La maison qui vit au ralenti
Une résidence fermée d’octobre à Pâques est le terrain idéal pour une fuite qui passe inaperçue. Le chauffage est coupé ou réduit, une nuit de gel fend un tuyau dans une pièce non chauffée, sous un évier exposé ou dans un vide sanitaire, et l’eau coule sans témoin. Le propriétaire l’apprend en recevant sa facture, ou en découvrant un plafond gondolé à son retour. Aux Menus, ce scénario concerne aussi les dépendances remises en service pour la belle saison : ancienne grange aménagée, buanderie, robinet de jardin oublié en position ouverte derrière une vanne fermée.
Un second cas revient souvent : la maison anciennement alimentée par un puits, raccordée plus tard au réseau public, dont les deux circuits cohabitent encore sous la dalle. Personne ne sait plus précisément où passent les canalisations, et une fuite sur le tronçon abandonné continue d’alimenter le sol pendant des mois.
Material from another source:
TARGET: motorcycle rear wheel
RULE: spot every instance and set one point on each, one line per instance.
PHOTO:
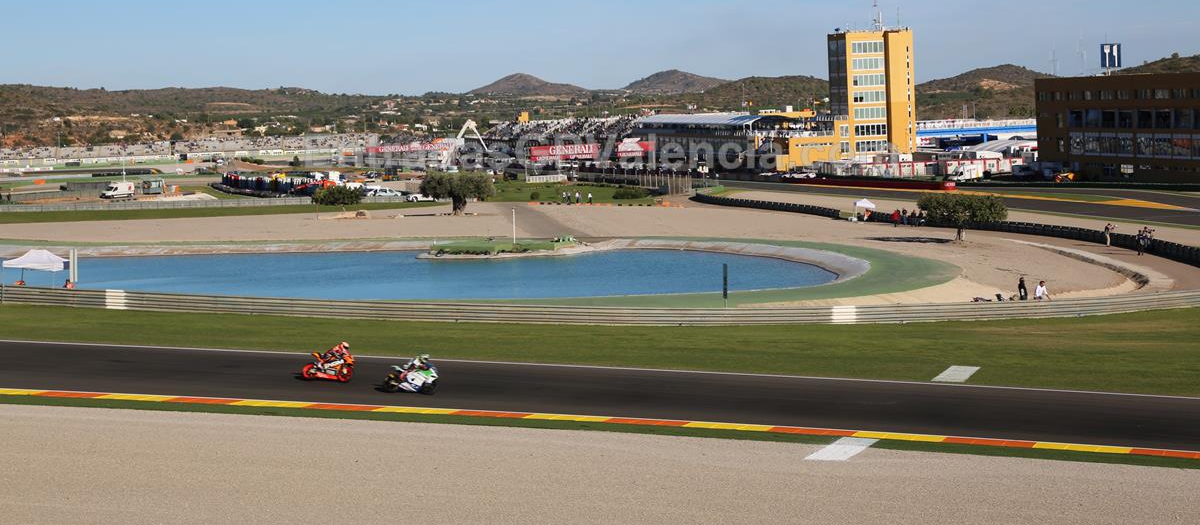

Murs épais et humidité trompeuse
Les longères percheronnes montées en moellons et en grison, cette pierre ferrugineuse brune très présente dans la région, ont des murs de cinquante à soixante-dix centimètres d’épaisseur, souvent sans coupure de capillarité. Une tache sombre au pied d’un mur n’y signifie donc pas automatiquement une fuite : elle peut provenir du sol, d’un enduit ciment posé sur une maçonnerie ancienne, ou d’une gouttière qui déborde. Aux Menus, plusieurs des maisons que nous examinons cumulent d’ailleurs ces causes. Faire la différence avant de casser évite des travaux inutiles, et c’est la première question que nous tranchons en arrivant.
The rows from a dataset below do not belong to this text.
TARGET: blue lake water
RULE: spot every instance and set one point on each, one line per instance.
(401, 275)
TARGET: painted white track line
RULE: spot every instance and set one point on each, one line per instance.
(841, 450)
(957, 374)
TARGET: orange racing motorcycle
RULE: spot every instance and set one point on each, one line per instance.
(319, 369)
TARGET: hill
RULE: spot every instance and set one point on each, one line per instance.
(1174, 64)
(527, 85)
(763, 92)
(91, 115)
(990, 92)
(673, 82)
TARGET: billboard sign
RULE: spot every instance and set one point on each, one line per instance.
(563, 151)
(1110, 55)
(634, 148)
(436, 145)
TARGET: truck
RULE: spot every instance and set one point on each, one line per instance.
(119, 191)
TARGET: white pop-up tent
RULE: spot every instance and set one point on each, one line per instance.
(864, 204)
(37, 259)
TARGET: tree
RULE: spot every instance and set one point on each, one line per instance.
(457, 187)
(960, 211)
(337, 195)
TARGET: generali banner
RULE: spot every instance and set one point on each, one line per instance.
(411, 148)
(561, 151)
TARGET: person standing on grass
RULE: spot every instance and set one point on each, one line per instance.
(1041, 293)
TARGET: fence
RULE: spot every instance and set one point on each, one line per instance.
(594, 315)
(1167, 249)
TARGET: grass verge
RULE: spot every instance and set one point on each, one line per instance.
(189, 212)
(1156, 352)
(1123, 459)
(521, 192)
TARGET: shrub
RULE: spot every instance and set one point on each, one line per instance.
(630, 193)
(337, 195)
Les appareils que nous sortons sur place
Dans ces maçonneries épaisses, la caméra thermique est notre première lecture : l’eau qui circule ou s’évapore modifie la température de surface, et le dessin obtenu à l’écran indique un cheminement, pas seulement un point. Sur les canalisations sous pression, nous complétons par l’écoute électro-acoustique, capable de repérer un filet d’eau derrière une cloison ou sous une chape. Pour les conduites enterrées entre le compteur et la maison, ou vers une dépendance, nous injectons du gaz traceur dans le réseau vidangé, puis nous suivons sa remontée à la surface jusqu’au point de rupture.
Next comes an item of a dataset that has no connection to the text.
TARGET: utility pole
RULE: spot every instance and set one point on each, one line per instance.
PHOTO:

À 113 km de la côte, une venue préparée
Cent treize kilomètres séparent Les Menus de Trouville-sur-Mer : c’est l’un des points les plus éloignés que nous desservions. La visite se programme donc à l’avance, dans une fenêtre de 24 à 48 heures, en même temps que nos autres passages percherons, à Tourouvre, à Saint-Ouen-de-Sécherouvre et ailleurs dans l’Orne. Si la maison est vide, l’accès se règle très bien avec un voisin ou la personne qui en a la garde. Le montant vous est indiqué à l’avance, sans supplément découvert sur place, et le compte rendu écrit remis ensuite contient les images et le repérage réclamés par les assureurs.